On Friday, August 30, the 22-year-old Vallejo, California native H.E.R. (born Gabriella Wilson) released a compilation mixtape called “I Used to Know Her.”
The release of “I Used to Know Her” arrives ahead of her hotly-anticipated debut album which is slated to be released later this year.
This compilation mixtape features previously released tracks like “Hard Place” and “I’m Not OK” as well as new ones like the dreamy “Something Keeps Holding Me Back” and “Good to Me” that feature the young artist’s unyielding vocal and instrumental talent.
As previously reported by the Asian Journal, H.E.R. nabbed two Grammy Awards: Best R&B Album for the titular EP “H.E.R.” and Best R&B Performance for the song “Best Part” with Daniel Caesar at the Grammy Awards ceremony in February.
In April she headlined a stage at the Coachella Music and Art Festival and has since been taking the music festival circuit by storm, performing at Lollapalooza in Chicago, Essence Fest in New Orleans and the B.E.T. Experience in Los Angeles.
She’s even curated her own music festival, the Lights On Festival, which promises performances from big names in R&B like herself, Caesar, Jhene Aiko, Ari Lennox and more. The festival will be held at the Concord Pavilion in Concord, California on Saturday, September 14.

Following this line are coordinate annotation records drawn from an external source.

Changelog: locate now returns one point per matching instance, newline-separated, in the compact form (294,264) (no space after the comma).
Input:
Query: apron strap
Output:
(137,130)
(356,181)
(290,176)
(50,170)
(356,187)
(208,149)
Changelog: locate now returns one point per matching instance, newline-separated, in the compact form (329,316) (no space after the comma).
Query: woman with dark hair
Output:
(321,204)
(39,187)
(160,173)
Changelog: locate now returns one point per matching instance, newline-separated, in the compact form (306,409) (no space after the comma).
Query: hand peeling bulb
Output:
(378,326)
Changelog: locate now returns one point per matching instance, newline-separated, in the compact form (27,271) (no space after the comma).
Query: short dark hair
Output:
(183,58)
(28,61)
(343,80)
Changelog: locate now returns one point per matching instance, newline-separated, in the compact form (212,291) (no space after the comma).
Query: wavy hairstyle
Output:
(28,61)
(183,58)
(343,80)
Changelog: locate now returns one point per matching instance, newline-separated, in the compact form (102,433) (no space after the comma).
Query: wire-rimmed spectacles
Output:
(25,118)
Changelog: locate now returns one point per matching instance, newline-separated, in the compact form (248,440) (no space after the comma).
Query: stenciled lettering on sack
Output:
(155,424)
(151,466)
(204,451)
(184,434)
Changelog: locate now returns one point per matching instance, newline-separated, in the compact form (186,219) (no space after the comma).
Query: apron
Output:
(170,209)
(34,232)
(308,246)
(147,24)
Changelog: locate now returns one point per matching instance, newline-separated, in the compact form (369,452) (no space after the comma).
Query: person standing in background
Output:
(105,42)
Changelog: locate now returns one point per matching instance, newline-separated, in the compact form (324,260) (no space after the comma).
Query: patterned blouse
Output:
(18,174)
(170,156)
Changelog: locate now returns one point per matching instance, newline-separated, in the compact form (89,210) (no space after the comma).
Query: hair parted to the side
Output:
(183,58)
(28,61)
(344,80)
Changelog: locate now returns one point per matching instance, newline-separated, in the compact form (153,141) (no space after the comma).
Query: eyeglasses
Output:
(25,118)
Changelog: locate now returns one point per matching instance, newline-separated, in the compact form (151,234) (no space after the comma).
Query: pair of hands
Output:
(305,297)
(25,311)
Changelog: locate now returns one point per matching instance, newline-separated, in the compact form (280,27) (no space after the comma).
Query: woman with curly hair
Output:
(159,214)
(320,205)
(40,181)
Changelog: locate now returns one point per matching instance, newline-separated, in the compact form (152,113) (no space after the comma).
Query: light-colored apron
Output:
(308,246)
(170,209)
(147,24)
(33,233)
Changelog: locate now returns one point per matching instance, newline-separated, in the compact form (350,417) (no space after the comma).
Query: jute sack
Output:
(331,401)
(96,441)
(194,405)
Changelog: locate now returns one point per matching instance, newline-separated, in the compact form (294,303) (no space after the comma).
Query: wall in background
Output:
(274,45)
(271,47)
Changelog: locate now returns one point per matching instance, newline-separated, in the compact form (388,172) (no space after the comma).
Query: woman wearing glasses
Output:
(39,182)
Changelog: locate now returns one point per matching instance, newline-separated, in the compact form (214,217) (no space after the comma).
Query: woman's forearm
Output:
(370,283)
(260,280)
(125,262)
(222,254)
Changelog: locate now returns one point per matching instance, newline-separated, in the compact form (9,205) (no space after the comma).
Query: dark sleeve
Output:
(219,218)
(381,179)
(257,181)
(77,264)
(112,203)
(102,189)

In the age of social media and increased access to celebrities’ personal lives, H.E.R. has maintained a unique, largely anonymous persona, which is intentional.
Earlier this year in a profile for the Asian Journal, the half-Filipina, half-black music prodigy noted that for her, the music always comes first, and that “the gimmicks, the looks, the glitz…don’t really matter to me.”
“I definitely don’t try to do what everyone else is doing at the moment,” she said. “I try to trust my gut and trust what’s got me this far, which were honest songs that I was afraid to do. Sometimes the most daring thing — the thing that you’re most afraid to do — is the thing that’s gonna get you from point A to point B. You have to dare to take risks and dare to be you. When you try to be successful trying to be someone else, the success eventually runs out.”
“I Used to Know Her” is available now on Apple Music, Spotify, Tidal or wherever you stream music.